You state "I do need time to work it all out in my head so I can trust him again."

Sweetie, he needs to "earn" your trust and it doesn't sound like he is doing that. Why do you feel you need to do all the work? Why do you still not trust him? Do you have nagging suspicions that he is up to his old tricks again? Sometimes we need to listen to our inner voice and doubts to get the answers we need.

I am not suggesting that he is up to anything, but it sounds like he isn't trying very hard either, which sends up red flags.

Before you spend more time agonizing about working things out in your head so you can trust him again, I would see a counselor on your own to find out if you can ever truly get beyond this. I wish you well.


----------



## Shooboomafoo (Mar 30, 2011)

When people mention VARs and keyloggers, I cringe a bit. Only becuase it reminds me of what life was like with that "unknowing" feeling at you 120% of the time, the digging thru pockets, the waiting for them to be away to check the logs........ its really not living at all. It was a daily exercise in driving myself crazy, and like SIP says, when all the back and forth is done at a work computer with no access,, that constantly digs at you.
Whats a person to do? Drive themselves crazy wondering, and checking up and doing detective work? But for the information found, or not, when is that satisfied? 
The option was taken from me, in my story. I now live in my own house with my daughter coming to visit every other week for a week at a time, and I am about a month into it.
Before my exwife changed the cellphone account into two seperate accts, I was able to see that she still contacted this guy, after telling me she deleted the number, after telling me she wanted to try and make our 10yr marriage work. 
All lies.
And when confronted with evidence, it was simply explained away in some rational-in-her-mind answer, well "he" msgs me!, and of course, why are you checking up on me, I cant live like that"...

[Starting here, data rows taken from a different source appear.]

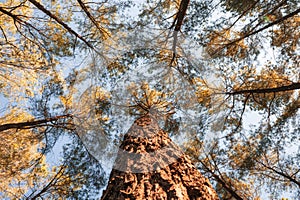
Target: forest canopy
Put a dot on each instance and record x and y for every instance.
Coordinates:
(222, 76)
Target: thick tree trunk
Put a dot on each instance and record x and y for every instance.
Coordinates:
(150, 166)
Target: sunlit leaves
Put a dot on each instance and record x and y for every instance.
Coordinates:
(22, 165)
(147, 100)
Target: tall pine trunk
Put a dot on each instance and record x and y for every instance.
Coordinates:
(150, 166)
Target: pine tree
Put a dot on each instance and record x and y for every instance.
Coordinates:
(150, 166)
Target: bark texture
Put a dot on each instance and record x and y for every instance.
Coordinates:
(150, 166)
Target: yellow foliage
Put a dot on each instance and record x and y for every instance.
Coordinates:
(221, 40)
(146, 99)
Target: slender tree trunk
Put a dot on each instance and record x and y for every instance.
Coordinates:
(150, 166)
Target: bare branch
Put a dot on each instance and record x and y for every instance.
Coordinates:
(293, 86)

I firmly believe you are going to drive yourself nuts "wondering", and detective work has its merits, but its a hell of a way to live, it is draining, and it is constant-consistent static.
What plans have you made to protect yourself financially, stability, emotionally, in case of the worst?


----------



## nice777guy (Nov 23, 2009)

Did he ever truly seem regretful to you?

A BIG stumbling block for me - mentally - was that she only really seemed sorry that she got caught. Pretty good indicator - in my mind - that the behaviors would likely continue.


----------



## SIP (Jul 27, 2011)

I don't trust him because had it not been for the OW spilling the beans to me I never would have known and she only did that because she thought I would leave him. Just from all of the things she said to me, which were very hateful and I had never met her so she didn't have any reason to dislike me, all of her words let me know that he trashed me to her. My husband was literally my best friend so that kinda hurt too, to know he could say one thing to me and behind my back tear me apart. He knew how important family was to me. He knew growing up in states care, all I wanted was the stability and love a family provides. So I feel on so many levels he betrayed me. 

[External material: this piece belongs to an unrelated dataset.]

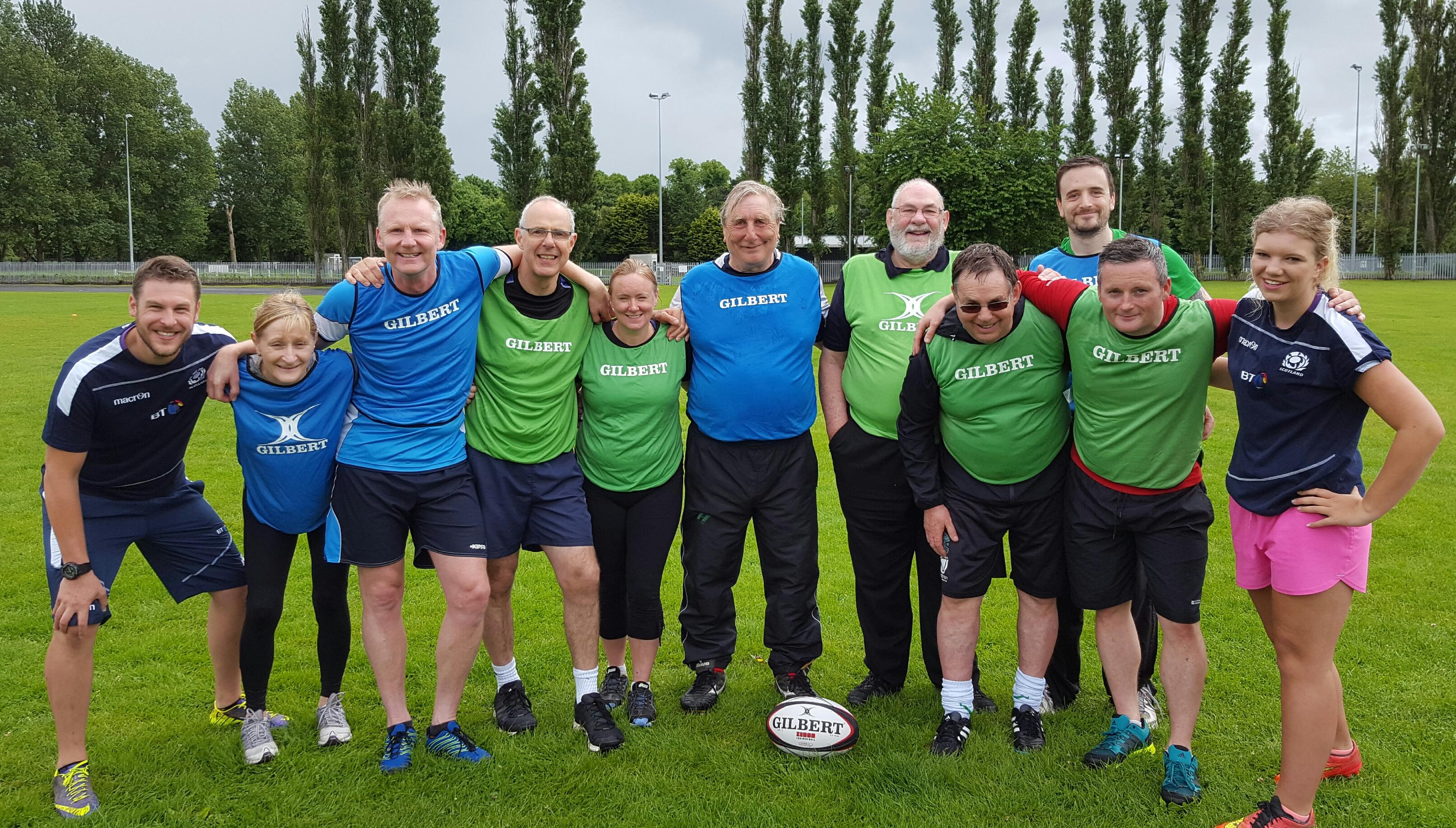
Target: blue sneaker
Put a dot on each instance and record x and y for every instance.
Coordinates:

As far as right now I believe most likely he is being faithful but just wish I had 100 percent confirmation. I do feel like he does make an effort to say he's leaving work, comes straight home, he even installed the GPS so I could track him, but none of it really confirms what he may or may not be doing at work. In saying that how crazy is it to have to even be like that. I feel like he really took something special out of our relationship all because of some selfish need for who knows what. 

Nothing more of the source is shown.